You might be a good fit if
You've owned a data warehouse end-to-end and built the modeling standards that kept it trustworthy as things scaled
You care about data quality enough to write the tests before anyone asks you to
You're comfortable working directly with non-technical stakeholders to define metrics, resolve ambiguity, and build models people can actually self-serve against
You instinctively reach for automation to eliminate toil, not because it's trendy, but because life is short
-
You've shipped dimensional models that survived contact with stakeholders who kept changing their minds
What you'll do
Own the warehouse end-to-end.

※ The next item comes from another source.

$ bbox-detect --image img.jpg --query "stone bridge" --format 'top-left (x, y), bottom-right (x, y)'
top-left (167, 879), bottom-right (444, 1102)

Design dimensional models, establish dbt conventions, and build datasets that serve analytics, product, and finance — starting with unifying Comfy Cloud events, open-source install metrics, and Registry activity into a clean model with dbt tests that prove it's correct.
Build observability into the stack. Alerting, lineage, freshness monitoring from ingestion to consumption — so you know when an upstream schema change breaks something before the Monday metrics review, not after.
Catch data quality problems at the source. Write the controls and tests that surface issues before they show up in a dashboard and someone has to ask why the numbers look wrong.
-
Make data self-serve for every team. Work directly with BizOps, product, and engineering to understand what they're trying to answer, then build the models that let them answer it themselves — including the free-to-paid conversion funnel, a single agreed-upon definition of "active user," and an end-to-end billing model that reconciles usage events with invoices and flags discrepancies automatically.
Nice to have
Python for data engineering (not notebooks, actual pipeline code)
Snowflake, BigQuery, or similar cloud warehouse
Airflow, Dagster, or similar orchestration
Experience with product analytics or BI tools
Familiarity with ComfyUI or node-based workflow tools